Part of being a Washington lawmaker is living out of a suitcase. When in session, senators and congressmen split time between their home districts and the capital. This brings up a unique problem: the need for two regular places to sleep.
As anyone who’s ever lived in Washington D.C. can attest, renting a place isn’t cheap, especially when there’s a mortgage to pay back home. The Chicago Tribune estimates as many as one in 10 congress members turn to a time-honored solution – sleeping in their offices.
Each night he’s in Washington, Illinois Democrat Mike Quigley turns his office into a makeshift bedroom by rolling out a flimsy mattress and sheets and pillows he stores in a filing cabinet. He posts a sign on his door warning third-shift cleaning crews not to disturb his slumber.
Quigley, who makes $174,000 a year, says his two daughters’ private college tuitions and his home in the north side of Chicago are already enough of a financial burden.
Fellow Illinois Democrat Dan Lipinski estimates he’s saved about $90,000 in the five years since he got rid of his Maryland apartment and started sleeping on a full-size mattress and box spring in a small room near his main office space.
The downside is the sleep isn’t so good.
Lipinski uses earplugs and a sound machine to drown out police sirens, train whistles and other city noises.
“This is a loud town.
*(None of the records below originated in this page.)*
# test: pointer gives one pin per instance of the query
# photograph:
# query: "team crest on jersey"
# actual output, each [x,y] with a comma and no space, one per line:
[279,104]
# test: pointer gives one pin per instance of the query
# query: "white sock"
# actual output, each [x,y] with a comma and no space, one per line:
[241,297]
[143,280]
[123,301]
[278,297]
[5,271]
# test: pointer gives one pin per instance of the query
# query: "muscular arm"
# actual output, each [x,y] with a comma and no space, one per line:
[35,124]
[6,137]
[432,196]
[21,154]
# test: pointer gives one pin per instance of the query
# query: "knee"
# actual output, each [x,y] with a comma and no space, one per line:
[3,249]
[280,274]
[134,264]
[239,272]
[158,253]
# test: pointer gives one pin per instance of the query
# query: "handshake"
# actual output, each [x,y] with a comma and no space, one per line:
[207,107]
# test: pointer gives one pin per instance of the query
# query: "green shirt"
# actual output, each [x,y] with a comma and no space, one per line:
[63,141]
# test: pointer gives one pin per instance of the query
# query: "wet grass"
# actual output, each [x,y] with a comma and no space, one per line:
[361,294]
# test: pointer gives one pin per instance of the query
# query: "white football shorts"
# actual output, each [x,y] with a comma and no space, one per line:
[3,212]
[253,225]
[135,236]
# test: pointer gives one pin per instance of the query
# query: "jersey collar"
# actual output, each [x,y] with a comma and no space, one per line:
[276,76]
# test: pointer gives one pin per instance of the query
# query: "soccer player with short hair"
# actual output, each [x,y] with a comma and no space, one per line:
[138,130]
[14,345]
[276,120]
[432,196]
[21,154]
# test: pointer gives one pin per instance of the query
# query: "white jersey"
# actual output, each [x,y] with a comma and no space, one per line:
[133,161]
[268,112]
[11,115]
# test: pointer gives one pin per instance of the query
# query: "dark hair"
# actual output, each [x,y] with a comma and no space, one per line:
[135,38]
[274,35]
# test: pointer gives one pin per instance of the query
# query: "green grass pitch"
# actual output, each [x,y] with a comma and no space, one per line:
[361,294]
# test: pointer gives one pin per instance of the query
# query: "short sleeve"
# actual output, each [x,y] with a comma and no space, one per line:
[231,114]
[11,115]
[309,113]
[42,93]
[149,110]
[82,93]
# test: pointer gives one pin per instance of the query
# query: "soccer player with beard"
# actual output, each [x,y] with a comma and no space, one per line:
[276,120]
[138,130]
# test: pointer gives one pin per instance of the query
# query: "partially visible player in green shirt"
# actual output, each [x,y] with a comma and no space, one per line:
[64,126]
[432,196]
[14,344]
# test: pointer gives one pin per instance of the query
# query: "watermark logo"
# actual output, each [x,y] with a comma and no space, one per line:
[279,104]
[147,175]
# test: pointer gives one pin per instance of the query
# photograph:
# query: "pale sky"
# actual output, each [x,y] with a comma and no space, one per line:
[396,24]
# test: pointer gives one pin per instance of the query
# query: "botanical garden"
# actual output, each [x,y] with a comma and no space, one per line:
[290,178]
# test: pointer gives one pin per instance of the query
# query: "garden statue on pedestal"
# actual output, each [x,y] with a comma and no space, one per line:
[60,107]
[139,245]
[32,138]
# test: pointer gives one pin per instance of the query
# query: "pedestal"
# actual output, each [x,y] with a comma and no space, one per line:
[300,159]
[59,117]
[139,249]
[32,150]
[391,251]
The torture of getting up every two hours is tough,” Quigley said describing the frequently interrupted sleep he gets in his office.
“It’s not a lot of fun,” Republican John Shimkus told the Chicago Tribune. “It’s not a real restful sleep. Even mentally, I think it’s important to get off the Hill. It’s important to get away.”
Shimkus now shares a townhouse outside the Beltway with several colleagues.
Another reason lawmakers cite for sleeping in their offices is image. Lawmakers want to show they’re loyal to their constituents, not the Washington establishment.
There still isn’t an exact tally on how many congressmen crash in the capitol when they’re in town. Quigley says top House officials mentioned offhand there were 30-40.
No known senators are in that group.